Le tourisme tunisien traverse une crise persistante, marqué par l’endettement des hôtels, le coût élevé du transport aérien, un déficit de propreté et un manque de formation adaptée aux standards internationaux.
Figure influente du secteur financier et des affaires en Tunisie, Ahmed El Karm, ancien président du Conseil de direction d’Amen Bank et président du Conseil bancaire et financier (CBF), a livré une analyse approfondie de l’avenir du tourisme tunisien. Intervenant lors du 9ᵉ forum de l’Institut arabe des chefs d’entreprises (IACE) consacré au thème « Le Tourisme en Tunisie : Vers de nouveaux horizons », le 18 décembre 2025, il a dressé un état des lieux sans complaisance tout en suggérant des pistes de relance.
D’entrée de jeu, El Karm a rappelé que le secteur traverse une conjoncture difficile. Près de 20 % des hôtels tunisiens sont à l’arrêt, plombés par un endettement bancaire qui empêche toute modernisation. Il a insisté sur la nécessité d’une restructuration des dettes, en concertation avec les banques, pour redonner de l’oxygène à l’industrie hôtelière. À ces difficultés financières s’ajoute le dilemme du « ciel ouvert » : le coût élevé des billets d’avion, faute de concurrence suffisante sur les lignes régulières, limite l’accès des voyageurs, alors même que les compagnies à bas coût s’imposent ailleurs.
Au-delà des questions financières et logistiques, l’image du pays reste fragilisée par des problèmes structurels. Le manque de propreté dans les villes touristiques est un frein majeur, a-t-il estimé, en soulignant que la Tunisie devrait être pensée comme une destination globale, où chaque région reflète un visage accueillant. Par ailleurs, la formation des ressources humaines demeure insuffisante : personnels et cadres doivent être alignés sur les standards internationaux afin d’élever la qualité du service rendu.
Tout en pointant ces défis, El Karm a aussi insisté sur les nouvelles tendances qui redéfinissent le comportement des voyageurs.

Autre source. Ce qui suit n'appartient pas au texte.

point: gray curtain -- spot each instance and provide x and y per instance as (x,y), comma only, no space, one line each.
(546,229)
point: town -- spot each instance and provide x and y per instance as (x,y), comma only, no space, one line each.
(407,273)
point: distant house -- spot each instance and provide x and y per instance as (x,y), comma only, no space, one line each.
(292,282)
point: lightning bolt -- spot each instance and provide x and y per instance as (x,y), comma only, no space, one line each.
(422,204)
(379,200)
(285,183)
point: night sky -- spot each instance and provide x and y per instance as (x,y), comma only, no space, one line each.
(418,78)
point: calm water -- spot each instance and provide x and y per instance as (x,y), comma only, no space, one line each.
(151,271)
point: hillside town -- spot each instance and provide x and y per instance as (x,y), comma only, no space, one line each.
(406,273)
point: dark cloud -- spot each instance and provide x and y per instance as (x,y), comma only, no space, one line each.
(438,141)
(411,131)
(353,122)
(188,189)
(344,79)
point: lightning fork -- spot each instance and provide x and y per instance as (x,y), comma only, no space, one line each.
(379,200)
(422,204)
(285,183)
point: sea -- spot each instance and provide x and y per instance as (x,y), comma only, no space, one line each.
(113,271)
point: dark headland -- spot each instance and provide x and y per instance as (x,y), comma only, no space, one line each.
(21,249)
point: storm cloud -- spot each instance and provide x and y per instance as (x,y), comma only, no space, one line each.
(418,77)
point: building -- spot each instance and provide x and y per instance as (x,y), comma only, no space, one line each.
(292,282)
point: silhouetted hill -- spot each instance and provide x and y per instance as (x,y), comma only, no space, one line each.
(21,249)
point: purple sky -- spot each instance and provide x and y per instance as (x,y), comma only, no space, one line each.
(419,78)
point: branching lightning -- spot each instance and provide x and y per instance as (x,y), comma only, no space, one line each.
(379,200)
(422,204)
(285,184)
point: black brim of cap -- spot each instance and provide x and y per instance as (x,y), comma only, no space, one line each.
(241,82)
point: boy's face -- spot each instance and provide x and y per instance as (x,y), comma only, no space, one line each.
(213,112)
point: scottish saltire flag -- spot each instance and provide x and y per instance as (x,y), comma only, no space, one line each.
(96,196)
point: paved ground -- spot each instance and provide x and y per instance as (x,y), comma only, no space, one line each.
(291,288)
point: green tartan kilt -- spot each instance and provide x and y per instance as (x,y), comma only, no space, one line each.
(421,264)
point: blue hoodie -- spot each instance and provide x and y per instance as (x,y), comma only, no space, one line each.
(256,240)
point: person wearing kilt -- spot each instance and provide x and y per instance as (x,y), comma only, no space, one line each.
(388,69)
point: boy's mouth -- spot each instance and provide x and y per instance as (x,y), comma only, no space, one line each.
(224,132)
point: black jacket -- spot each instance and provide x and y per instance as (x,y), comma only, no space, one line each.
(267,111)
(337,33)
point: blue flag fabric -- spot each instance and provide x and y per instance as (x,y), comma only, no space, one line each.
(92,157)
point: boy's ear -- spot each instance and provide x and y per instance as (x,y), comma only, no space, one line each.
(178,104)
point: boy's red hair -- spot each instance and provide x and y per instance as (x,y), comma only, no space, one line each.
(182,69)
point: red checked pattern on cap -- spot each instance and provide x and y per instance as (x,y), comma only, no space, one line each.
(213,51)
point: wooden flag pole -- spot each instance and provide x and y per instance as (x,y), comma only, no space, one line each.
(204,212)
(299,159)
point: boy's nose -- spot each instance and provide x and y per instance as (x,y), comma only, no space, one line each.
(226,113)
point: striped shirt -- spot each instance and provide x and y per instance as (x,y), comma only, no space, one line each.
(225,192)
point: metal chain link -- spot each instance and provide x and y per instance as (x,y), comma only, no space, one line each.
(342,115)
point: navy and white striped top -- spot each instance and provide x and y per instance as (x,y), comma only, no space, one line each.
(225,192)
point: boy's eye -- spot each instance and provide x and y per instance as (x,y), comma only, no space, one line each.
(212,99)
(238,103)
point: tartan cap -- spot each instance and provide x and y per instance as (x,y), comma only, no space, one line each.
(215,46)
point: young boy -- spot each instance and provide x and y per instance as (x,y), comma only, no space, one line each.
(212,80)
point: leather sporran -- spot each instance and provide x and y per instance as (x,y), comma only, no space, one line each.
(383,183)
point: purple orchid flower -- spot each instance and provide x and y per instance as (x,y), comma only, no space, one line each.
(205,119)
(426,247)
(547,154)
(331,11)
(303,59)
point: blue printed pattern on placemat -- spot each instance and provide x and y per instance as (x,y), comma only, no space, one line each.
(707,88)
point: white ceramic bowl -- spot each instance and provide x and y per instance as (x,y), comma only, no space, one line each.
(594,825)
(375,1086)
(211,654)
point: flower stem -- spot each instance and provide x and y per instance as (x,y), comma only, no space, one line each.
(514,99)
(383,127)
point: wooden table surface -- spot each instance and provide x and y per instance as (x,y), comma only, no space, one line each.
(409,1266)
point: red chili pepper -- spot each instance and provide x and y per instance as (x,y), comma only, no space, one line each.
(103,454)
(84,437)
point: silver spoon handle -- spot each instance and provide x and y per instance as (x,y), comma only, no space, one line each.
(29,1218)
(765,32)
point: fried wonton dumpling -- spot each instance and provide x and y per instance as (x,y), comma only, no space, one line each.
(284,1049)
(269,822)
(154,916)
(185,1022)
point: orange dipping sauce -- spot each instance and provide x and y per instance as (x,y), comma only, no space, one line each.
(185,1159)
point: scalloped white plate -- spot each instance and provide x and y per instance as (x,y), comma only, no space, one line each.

L’essor des plateformes numériques permet aux touristes de préparer leurs séjours de manière autonome, réduisant le rôle des agences traditionnelles. Le désir d’expériences authentiques prend également le pas sur le simple attrait balnéaire : les visiteurs recherchent désormais un contact direct avec la population et une immersion culturelle. Enfin, la sensibilité croissante aux enjeux environnementaux incite les voyageurs à privilégier des destinations durables et respectueuses de l’écosystème.
Pour répondre à ces évolutions, El Karm a proposé plusieurs orientations stratégiques. Il voit dans le tourisme pour seniors une opportunité à saisir, en offrant des conditions d’accueil adaptées aux retraités européens, avec des visas de longue durée et des avantages fiscaux. Le tourisme médical constitue un autre atout, grâce à des infrastructures hospitalières modernes et à des compétences reconnues, permettant d’attirer des patients européens confrontés à des délais d’attente prolongés dans leurs pays.
L’intervenant a également mis en avant l’importance du tourisme écologique, fondé sur la préservation des richesses naturelles, et du tourisme de luxe, en phase avec une clientèle mondiale à fort pouvoir d’achat. Enfin, il a évoqué le potentiel du tourisme chez l’habitant : en mobilisant près de 800 000 logements inoccupés, la Tunisie pourrait offrir aux visiteurs une expérience immersive et conviviale.
Ahmed El Karm a souligné que la relance du tourisme tunisien passe par une stratégie intégrée, capable de combiner réformes structurelles, adaptation aux nouvelles attentes et diversification de l’offre. Selon lui, c’est à ce prix que le secteur pourra redevenir un levier majeur du développement économique national.